The ReCloned Podcast discovered a really great nugget of a quote from Alfred Hitchcock about Star Wars. Star Wars had come out in the last couple of years in Hitchcock's life, and I was surprised to find that he had, indeed, seen the film.

The quote came from a September 1977 edition of the St. Petersburg Times and appears as part of a lengthier interview with him.
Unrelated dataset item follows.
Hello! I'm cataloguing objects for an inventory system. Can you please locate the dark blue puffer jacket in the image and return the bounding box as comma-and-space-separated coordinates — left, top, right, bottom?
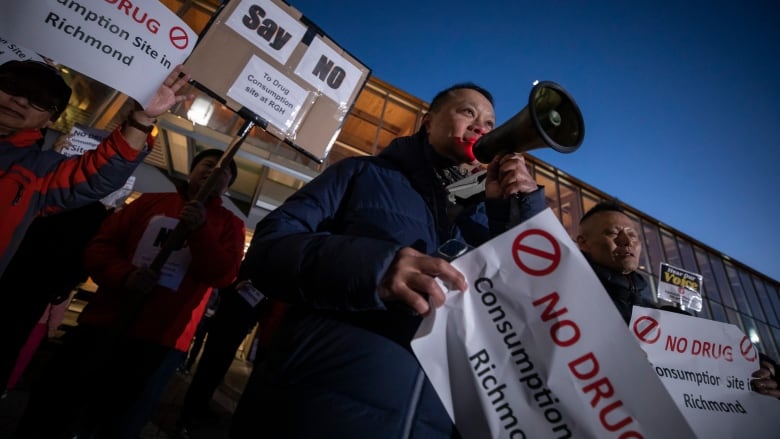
238, 133, 545, 438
The journalist asks Hitchcock about Star Wars, contextualizing it by saying that it was, at that point, about to surpass Jaws as the most successful movie of all time. "Oh yes, oh yes, I saw it," Hitchcock said. "But I wondered in Star Wars of course — with the grosses it's doing, why should one complain? But, shooting at each other with lasers? I thought, 'Now, why do that? Bullets are so much quicker.'"

I wonder if he meant that bullets would be quicker in killing fictional people, or if his filmmaker hat was on and he got anxiety looking at all the post-production work it would take to rotoscope lasers into the film.

It's perhaps not a surprise, given how influential a filmmaker Hitchcock was, that Star Wars has plenty of homages to the Master of Suspense. He influenced A New Hope and more recently The Clone Wars, which essentially remade his film Notorious for an episode of the show.

AN ALTERNATE CUT OF EMPIRE

To continue our celebration of the 40th anniversary of The Empire Strikes Back this year, we have a piece of a behind-the-scenes documentary in which Gary Kurtz explains an alternate cut of an infamous scene between Han and Leia on Cloud City:

It's amazing to see how much of these films are shaped in the editing room.